Forms Authentication in ASP.NET Web API
by Mike Wasson
Forms authentication uses an HTML form to send the user's credentials to the server. It is not an Internet standard. Forms authentication is only appropriate for web APIs that are called from a web application, so that the user can interact with the HTML form.
Briefly, forms authentication in ASP.NET works like this:
- The client requests a resource that requires authentication.
- If the user is not authenticated, the server returns HTTP 302 (Found) and redirects to a login page.
- The user enters credentials and submits the form.
- The server returns another HTTP 302 that redirects back to the original URI. This response includes an authentication cookie.
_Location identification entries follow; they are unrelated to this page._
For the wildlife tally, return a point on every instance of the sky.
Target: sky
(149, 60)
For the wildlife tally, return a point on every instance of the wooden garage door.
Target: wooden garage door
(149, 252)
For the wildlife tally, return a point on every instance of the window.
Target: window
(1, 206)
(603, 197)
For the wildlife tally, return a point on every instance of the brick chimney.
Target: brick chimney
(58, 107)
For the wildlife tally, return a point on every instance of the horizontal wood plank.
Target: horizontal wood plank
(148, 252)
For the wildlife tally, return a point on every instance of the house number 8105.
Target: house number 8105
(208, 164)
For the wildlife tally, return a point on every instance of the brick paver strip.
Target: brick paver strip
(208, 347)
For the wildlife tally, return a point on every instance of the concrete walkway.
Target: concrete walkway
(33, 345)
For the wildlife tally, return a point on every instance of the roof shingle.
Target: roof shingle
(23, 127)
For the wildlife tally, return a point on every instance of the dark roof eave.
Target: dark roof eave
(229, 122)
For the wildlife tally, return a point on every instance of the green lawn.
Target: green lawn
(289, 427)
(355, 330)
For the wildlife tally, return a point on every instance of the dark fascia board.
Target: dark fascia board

- The client requests the resource again. The request includes the authentication cookie, so the server grants the request.
For more information, see An Overview of Forms Authentication.
Using Forms Authentication with Web API
To create an application that uses forms authentication, select the "Internet Application" template in the MVC 4 project wizard. This template creates MVC controllers for account management. You can also use the "Single Page Application" template, available in the ASP.NET Fall 2012 Update.
In your web API controllers, you can restrict access by using the
[Authorize] attribute, as described in Using the [Authorize] Attribute.
Forms-authentication uses a session cookie to authenticate requests. Browsers automatically send all relevant cookies to the destination web site. This feature makes forms authentication potentially vulnerable to cross-site request forgery (CSRF) attacks See Preventing Cross-Site Request Forgery (CSRF) Attacks.
Forms authentication does not encrypt the user's credentials. Therefore, forms authentication is not secure unless used with SSL. See Working with SSL in Web API.